Adam Reed has had his fair share of exposure and experience in food, coming from a long line of French chefs and having held a number of varied positions (such as an apprentice at René Pujol's, and as sous chef at the Russian Tea Room, both in New York). He is also a culinary and business professor at The Art Institute of Charlotte. In 2001, Reed and his wife Veronica opened Santé (from the French toast meaning "to your health"), a French-American cuisine restaurant with an "eclectic menu" that is like a "dance around the globe," with influences from Asia to South America, says Reed.
Creative Loafing: Do you have a certain routine to creating dishes?
Adam Reed: There is a little bit of a routine involved. Sometimes you will find things that you just build off of. You'll find something, like figs are starting to come into season now, and I love to do balsamic glazed figs, so I will think of what I can incorporate that with. I try to find flavors that mingle together. As a chef, over time, you kind of know what flavors work well together, so you just start bringing components together to build a dish. I can kind of tell how a dish is going to come out and taste just from that mental process, before I've actually created it. I think it's just like any craft, your brain starts to develop to the point where you can know what the food is going to be before you start.
What about the restaurant lifestyle appealed to you?
I liked the lifestyle of being a chef. I wasn't interested in sitting in an office; I liked the fast-paced nature of the business. I'm one of those triple-A-personality kind of people, I like to keep moving, I like the intensity of the environment, so that part really drew me in.

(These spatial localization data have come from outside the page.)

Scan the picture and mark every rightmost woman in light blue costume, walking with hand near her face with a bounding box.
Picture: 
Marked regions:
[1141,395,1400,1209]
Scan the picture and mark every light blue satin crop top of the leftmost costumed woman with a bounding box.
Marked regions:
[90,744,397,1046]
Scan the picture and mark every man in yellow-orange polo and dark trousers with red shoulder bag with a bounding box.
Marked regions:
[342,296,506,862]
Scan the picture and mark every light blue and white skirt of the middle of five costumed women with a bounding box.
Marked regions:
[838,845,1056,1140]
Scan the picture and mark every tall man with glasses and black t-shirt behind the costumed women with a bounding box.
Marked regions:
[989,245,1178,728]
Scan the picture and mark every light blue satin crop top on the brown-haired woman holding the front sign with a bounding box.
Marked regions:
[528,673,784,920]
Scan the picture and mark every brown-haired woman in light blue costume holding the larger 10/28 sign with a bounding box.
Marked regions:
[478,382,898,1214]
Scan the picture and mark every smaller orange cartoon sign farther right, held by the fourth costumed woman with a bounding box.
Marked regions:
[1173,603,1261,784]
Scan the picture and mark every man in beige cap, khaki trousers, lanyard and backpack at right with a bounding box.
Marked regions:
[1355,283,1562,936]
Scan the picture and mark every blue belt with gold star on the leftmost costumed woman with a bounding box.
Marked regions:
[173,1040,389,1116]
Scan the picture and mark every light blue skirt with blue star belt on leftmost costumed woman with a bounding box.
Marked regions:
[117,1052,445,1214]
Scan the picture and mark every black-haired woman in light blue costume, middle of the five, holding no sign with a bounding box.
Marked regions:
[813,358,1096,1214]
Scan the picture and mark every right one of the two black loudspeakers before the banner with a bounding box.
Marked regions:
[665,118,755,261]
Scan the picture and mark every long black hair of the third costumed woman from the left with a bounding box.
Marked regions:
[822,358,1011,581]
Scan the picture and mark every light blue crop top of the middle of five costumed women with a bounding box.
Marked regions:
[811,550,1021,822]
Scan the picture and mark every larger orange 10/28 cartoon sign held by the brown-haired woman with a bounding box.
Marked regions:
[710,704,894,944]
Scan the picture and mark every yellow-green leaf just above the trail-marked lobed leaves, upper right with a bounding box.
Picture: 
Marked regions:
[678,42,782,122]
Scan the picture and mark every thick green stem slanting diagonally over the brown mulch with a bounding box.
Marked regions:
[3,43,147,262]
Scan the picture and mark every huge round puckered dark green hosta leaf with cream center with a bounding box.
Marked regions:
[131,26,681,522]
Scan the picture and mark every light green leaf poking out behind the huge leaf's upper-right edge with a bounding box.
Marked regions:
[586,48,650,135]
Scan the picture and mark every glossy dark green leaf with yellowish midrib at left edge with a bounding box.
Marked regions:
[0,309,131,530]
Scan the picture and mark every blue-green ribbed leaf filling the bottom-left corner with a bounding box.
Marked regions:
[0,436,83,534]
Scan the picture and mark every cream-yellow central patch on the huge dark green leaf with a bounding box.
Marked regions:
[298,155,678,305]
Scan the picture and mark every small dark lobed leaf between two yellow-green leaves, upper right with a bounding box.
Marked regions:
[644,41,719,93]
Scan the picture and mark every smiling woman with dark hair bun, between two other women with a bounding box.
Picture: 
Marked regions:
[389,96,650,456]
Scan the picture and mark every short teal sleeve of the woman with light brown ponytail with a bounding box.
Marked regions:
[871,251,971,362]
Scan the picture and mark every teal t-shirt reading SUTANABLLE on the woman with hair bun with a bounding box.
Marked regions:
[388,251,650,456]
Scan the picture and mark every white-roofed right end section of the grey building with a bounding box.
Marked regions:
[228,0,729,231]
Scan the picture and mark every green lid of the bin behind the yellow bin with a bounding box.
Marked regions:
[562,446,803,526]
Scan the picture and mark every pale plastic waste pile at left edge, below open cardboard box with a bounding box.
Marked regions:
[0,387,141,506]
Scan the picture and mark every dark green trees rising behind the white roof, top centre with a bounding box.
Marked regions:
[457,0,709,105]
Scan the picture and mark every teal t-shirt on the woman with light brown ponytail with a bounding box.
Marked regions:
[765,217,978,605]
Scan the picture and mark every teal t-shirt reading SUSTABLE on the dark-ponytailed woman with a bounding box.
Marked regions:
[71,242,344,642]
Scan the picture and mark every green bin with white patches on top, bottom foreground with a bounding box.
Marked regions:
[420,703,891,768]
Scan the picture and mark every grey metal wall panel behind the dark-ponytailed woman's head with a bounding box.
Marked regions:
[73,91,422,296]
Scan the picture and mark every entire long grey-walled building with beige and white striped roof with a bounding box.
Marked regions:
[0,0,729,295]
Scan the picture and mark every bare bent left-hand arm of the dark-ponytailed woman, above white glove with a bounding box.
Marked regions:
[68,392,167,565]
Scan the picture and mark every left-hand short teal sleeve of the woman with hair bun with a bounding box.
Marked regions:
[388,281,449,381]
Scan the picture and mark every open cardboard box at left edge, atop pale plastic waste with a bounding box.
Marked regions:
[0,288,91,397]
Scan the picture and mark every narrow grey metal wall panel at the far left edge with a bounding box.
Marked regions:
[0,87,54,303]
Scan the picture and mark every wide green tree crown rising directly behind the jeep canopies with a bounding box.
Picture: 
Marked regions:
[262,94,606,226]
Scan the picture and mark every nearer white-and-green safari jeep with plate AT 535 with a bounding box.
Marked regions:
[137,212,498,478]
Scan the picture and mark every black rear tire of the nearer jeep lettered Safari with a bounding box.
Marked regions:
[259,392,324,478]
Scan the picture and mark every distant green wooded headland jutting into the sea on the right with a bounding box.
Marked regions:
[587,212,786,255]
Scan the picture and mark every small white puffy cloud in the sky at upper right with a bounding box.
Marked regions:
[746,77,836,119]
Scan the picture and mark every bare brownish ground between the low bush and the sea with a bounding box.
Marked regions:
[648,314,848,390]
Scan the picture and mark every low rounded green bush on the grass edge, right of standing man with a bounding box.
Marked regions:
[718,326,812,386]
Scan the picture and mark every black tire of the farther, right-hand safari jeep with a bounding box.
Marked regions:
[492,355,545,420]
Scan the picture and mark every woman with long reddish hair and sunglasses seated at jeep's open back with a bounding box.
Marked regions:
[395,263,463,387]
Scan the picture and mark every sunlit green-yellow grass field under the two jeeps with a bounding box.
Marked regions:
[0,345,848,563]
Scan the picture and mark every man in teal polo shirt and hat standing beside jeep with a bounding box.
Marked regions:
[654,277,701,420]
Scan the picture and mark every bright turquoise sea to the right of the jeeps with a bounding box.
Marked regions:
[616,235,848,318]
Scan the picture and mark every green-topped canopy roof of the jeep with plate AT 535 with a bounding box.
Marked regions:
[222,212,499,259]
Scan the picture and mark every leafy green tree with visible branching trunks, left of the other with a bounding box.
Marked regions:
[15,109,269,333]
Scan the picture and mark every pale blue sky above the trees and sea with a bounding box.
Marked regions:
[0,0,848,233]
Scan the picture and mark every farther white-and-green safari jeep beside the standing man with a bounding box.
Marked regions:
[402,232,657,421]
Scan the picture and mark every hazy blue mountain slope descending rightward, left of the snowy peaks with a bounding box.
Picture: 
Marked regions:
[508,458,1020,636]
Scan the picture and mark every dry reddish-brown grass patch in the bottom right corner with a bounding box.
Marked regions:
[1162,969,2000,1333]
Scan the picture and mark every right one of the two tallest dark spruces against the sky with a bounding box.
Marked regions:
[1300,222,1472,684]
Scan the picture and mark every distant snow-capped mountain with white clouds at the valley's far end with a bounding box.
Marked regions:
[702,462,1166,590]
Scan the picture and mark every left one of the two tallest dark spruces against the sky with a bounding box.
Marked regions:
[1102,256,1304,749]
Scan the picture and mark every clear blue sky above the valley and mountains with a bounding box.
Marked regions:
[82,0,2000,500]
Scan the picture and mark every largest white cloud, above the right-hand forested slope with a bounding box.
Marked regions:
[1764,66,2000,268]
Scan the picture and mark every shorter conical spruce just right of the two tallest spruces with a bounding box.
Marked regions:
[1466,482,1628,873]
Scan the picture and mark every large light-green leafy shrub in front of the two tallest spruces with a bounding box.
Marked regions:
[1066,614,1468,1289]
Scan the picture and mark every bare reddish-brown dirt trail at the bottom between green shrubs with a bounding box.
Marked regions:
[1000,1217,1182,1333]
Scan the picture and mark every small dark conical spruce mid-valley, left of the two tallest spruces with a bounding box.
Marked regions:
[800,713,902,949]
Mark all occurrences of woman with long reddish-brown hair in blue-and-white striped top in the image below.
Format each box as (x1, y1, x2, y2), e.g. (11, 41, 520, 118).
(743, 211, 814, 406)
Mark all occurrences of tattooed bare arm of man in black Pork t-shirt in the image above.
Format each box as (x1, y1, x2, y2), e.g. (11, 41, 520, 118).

I also really enjoyed being able to create a dish, enjoy that dish, or share it with other people and get that instant satisfaction of having something that I created bringing pleasure to someone else.
Who has influenced you most?
In the beginning of my career, it was probably the influence of my family and my grandmother, who I spent a lot of time with, and who taught me a great deal, and for whom it was very important for me to demonstrate that I could do some of the things that she had taught me. Now, I don't have that; I don't have a mentor that I aspire to or who I consult or anything like that. If anything, I'm trying to inspire others now through teaching at The Art Institute. I feel like things have come full circle for me where people look for the opportunity to come work for me. There are other chefs in the community for whom I push myself to maintain a high level and standard of cuisine so I can get the respect of my peers in the community.